Весь в клочьях седых, неимоверно грязных волос, в серых отрепьях, старец тихо сидел у входа в мастерскую на драной циновке и глядел куда-то вдаль пустыми глазами. Кто такой, почему он здесь? Не Мохамед ли из Баге-Санга?
Омар, холодея, склонился к нему, чтоб лучше разглядеть — и отшатнулся с омерзением: в нос ударил запах тления. Не Мохамед. Старый пьянчуга был чистоплотен, как юноша. Неужели родители, сами перебиваясь с черствого хлеба на воду, приютили кого-то с улицы?
"Пройду в мастерскую, там все узнаю".
— Омар!
Угрюмая старуха кинулась ему на шею. Чтобы обнять, конечно, а не задушить, как сперва показалось Омару. Он с трудом узнал в ней мать. Вот что с нею стало! Всего за каких-то четыре года. День нищеты равен трем дням благополучия. Ну, тут началось. Крики, слезы, причитания…
— Что с отцом?
— Как? Разве ты не поздоровался с ним? Вот же он. — Мать брезгливо кивнула на вонючего старика, безучастно сидевшего на земле. — Теперь он суфий-аскет…
Обмер Омар.
Ибрахим, усохший втрое против прежнего, завыл, раскачиваясь:
— О аллах! Я изучил шариат и на одну ступень приблизился к богу. И перешел на вторую ступень — тарикат, отказавшись от воли своей и сделавшись в руках вероучителя, как труп в руках обмывателя мертвых. Ныне я прохожу марифат, третью ступень, я близок к познанию высшей истины, я ею уже просветлен!

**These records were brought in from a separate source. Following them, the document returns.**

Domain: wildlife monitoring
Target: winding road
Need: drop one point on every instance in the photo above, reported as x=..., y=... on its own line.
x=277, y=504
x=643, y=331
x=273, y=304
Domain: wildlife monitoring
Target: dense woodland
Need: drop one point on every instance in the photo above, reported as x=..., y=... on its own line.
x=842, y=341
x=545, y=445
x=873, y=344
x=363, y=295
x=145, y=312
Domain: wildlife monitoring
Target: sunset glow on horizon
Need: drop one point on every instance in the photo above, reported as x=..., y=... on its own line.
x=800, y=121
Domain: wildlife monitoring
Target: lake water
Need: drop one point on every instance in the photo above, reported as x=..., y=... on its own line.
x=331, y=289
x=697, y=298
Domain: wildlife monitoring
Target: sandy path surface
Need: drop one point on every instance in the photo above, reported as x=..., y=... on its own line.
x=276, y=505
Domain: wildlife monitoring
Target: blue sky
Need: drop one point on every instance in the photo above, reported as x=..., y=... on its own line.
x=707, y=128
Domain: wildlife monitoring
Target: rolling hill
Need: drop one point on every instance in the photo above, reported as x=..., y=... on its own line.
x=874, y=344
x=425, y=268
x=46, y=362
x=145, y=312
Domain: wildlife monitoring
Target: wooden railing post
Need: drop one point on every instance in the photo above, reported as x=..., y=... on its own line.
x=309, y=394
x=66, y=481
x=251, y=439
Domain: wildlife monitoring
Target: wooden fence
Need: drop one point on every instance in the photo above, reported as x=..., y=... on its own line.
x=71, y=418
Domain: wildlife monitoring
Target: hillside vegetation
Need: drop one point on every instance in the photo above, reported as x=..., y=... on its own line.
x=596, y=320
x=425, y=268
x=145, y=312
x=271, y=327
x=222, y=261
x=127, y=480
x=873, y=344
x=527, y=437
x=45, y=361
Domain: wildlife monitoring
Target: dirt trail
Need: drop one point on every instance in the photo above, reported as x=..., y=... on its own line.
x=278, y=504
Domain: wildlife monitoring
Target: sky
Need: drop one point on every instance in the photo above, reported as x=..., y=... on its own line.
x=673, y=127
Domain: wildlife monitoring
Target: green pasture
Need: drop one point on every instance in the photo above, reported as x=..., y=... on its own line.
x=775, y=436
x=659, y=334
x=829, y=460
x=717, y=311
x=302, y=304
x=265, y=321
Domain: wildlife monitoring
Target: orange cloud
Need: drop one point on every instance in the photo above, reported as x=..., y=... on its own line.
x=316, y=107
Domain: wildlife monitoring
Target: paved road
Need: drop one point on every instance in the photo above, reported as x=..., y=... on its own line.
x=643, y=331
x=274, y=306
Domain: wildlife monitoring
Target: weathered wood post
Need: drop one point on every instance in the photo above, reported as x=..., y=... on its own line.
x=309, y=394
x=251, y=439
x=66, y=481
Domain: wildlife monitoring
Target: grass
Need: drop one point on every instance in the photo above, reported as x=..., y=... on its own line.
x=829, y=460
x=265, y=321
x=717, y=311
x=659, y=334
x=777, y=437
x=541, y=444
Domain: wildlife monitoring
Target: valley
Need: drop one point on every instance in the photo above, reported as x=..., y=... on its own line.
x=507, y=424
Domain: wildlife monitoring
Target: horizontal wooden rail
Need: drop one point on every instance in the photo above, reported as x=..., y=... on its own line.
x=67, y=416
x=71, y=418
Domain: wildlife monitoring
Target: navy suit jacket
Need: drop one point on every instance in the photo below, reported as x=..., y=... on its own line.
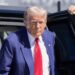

"Насквозь", — подумал с горечью Омар.
— Я уже по ту сторону добра и зла! Кроме лика твоего, о боже, ничего не желаю видеть. Фана фи-лла!!! Я прозреваю хакикат, четвертую ступень. Все земное во мне угасает, я сливаюсь с богом, погружаюсь в светлую вечность!
Он стих, закрыл глаза, и впрямь погрузившись в нечто туманное, зыбкое, оглушающе-пустое, что, видно, и представлялось ему блаженной вечностью. Уснул? Нет, фанатизм многословен. Его ничем не унять. Разве что смертью. Ибрахим кричит, не открывая глаз и резко дергаясь:
— У меня нет помысла в душе! Я говорю, но у меня нет речи! Я вижу, но у меня нет зрения! Я слышу, но у меня нет слуха! Я ем, но у меня нет вкуса! Ни движения нет у меня, ни покоя, ни радости, ни печали. Только бог… Только бог!!!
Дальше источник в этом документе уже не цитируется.